June 27th, 2005, 11:11 AM
Good quality starting resources?
I'm just getting back into security and computers in general as a hobby, (Back in highschool I spent some time being the assistant to our network admin, and I run a linux system, so I'm not a complete newbie, just havent kept up with anything ) and I was wondering what some good resources for learning the ins and outs of security might be (Books, web sites, etc). I'd prefer things that are relatively static and organized tutorial or book style so I can delve in without having to jump around forums or IRC, as my style of learning is generally just diving in, and in particular I'm looking at *nix and XP security.
June 27th, 2005, 11:13 AM
Check out the tutorials section there is some very good stuff in there
the sans reading room.
have fun.
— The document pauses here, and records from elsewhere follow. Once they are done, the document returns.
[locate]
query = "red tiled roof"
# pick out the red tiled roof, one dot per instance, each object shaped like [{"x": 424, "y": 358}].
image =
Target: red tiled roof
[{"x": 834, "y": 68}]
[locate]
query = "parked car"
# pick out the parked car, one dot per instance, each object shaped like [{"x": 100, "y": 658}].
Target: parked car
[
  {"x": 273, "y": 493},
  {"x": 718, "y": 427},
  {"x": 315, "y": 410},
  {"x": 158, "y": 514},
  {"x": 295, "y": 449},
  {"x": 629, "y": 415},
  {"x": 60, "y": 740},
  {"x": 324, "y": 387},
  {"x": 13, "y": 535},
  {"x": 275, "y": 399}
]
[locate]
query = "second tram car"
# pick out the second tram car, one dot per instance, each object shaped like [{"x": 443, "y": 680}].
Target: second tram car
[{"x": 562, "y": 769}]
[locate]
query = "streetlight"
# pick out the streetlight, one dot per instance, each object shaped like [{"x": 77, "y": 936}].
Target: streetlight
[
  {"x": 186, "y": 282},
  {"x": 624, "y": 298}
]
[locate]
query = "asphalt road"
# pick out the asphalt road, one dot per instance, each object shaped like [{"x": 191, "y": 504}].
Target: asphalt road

Im sure others will chime in with more. And book recomedations.
Since the beginning of time, Man has searched for the answers to the big questions: \'How did we get here?\' \'Is there life after death?\' \'Are we alone?\' But today, in this very theatre, you will be asked to answer the biggest question of them all...WHO LIVES IN A PINEAPPLE UNDER THE SEA?
June 27th, 2005, 02:17 PM
I'd highly suggest you consider a Security+ certification. It's the CompTIA security certification; don't confuse it with A+ or Server+, this is not as simple as it looks. You have to have the technical background, and a solid foundation in the basic's of InfoSec.
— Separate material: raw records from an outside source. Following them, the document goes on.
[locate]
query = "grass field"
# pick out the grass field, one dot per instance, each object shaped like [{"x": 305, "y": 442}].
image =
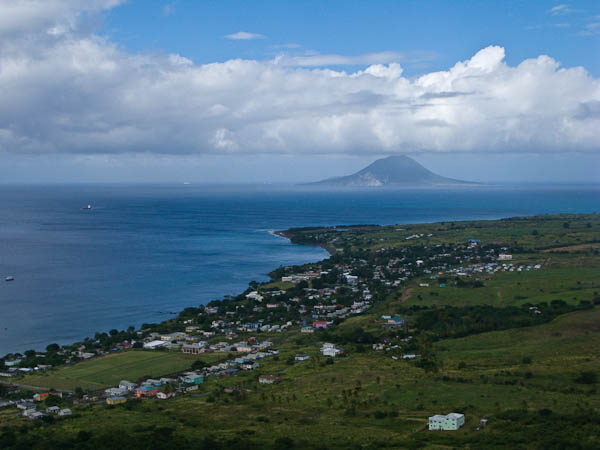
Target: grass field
[{"x": 109, "y": 370}]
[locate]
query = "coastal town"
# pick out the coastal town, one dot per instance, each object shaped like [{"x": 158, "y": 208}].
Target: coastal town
[
  {"x": 311, "y": 300},
  {"x": 380, "y": 301}
]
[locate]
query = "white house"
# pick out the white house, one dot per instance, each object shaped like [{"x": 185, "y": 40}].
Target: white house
[
  {"x": 152, "y": 345},
  {"x": 452, "y": 421}
]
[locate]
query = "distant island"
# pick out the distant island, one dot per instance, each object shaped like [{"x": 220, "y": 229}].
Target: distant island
[{"x": 393, "y": 171}]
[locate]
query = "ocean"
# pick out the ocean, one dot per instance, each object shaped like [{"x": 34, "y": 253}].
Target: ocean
[{"x": 144, "y": 252}]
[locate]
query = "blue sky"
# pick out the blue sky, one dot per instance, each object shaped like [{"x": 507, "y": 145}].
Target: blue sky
[
  {"x": 275, "y": 91},
  {"x": 433, "y": 34}
]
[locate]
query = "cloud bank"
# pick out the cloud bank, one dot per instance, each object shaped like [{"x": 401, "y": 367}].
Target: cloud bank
[
  {"x": 244, "y": 36},
  {"x": 65, "y": 89}
]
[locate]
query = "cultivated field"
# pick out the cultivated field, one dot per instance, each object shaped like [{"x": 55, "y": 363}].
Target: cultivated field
[{"x": 109, "y": 370}]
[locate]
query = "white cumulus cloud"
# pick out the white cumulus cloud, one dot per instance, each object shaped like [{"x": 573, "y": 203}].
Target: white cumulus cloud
[{"x": 70, "y": 91}]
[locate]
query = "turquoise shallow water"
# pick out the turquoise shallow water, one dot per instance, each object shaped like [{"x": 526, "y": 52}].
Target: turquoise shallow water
[{"x": 145, "y": 252}]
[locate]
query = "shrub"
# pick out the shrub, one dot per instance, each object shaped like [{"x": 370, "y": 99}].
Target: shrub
[{"x": 587, "y": 377}]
But even if you don't take the cert, going over the study materials (many free ones are available online) and knowing them thoroughly will help you get a grasp on the many diverse subjects in the Security industry.
Best of luck, and welcome to AO!
/* Edit: Added some specific book titles for reference */
Good books to keep in the stable:
Network Security Assessment
By Chris McNab
Note: Excellent technical description of how to conduct an assessment. Chris is a pretty sharp guy.
The Tao of Network Security Monitoring Beyond Intrusion Detection
By Richard Bejtlich
Publisher: Addison Wesley
Note: Deep, but good info. Worth the time, if you can sink into this one.
"Data is not necessarily information. Information does not necessarily lead to knowledge. And knowledge is not always sufficient to discover truth and breed wisdom." --Spaf
Anyone who is capable of getting themselves made president should on no account be allowed to do the job. --Douglas Adams (1952-2001)
"...people find it far easier to forgive others for being wrong than being right." - Albus Percival Wulfric Brian Dumbledore
June 28th, 2005, 10:04 AM
A good reference I would recommend:
Network Security Bible
Good balance between technical content and policy/procedure.
Hope this helps
June 28th, 2005, 02:39 PM
Your old school showed a lot of trust in you to let your work on their systems, you should stay in touch with them if you did a good job they will give you some nice references in the future.
Anyhoo, Some O'Reilly books I found useful
Network Security Assessment
Both are *nix and Windows books.
www.theregister.com (the BOfH is now your rolemodel)
http://www.knoppix-std.org/ (Linux CD distro security progs, good for practice)
These are not technical sites per se but infosec is more than bricks and clicks.
June 28th, 2005, 02:44 PM
A book I would recommend:
You cannot understand security fully, if you don't understand how you can be hacked. This book is good a taking you through the methodology of an attack and the countermeasures to prevent this type of attack.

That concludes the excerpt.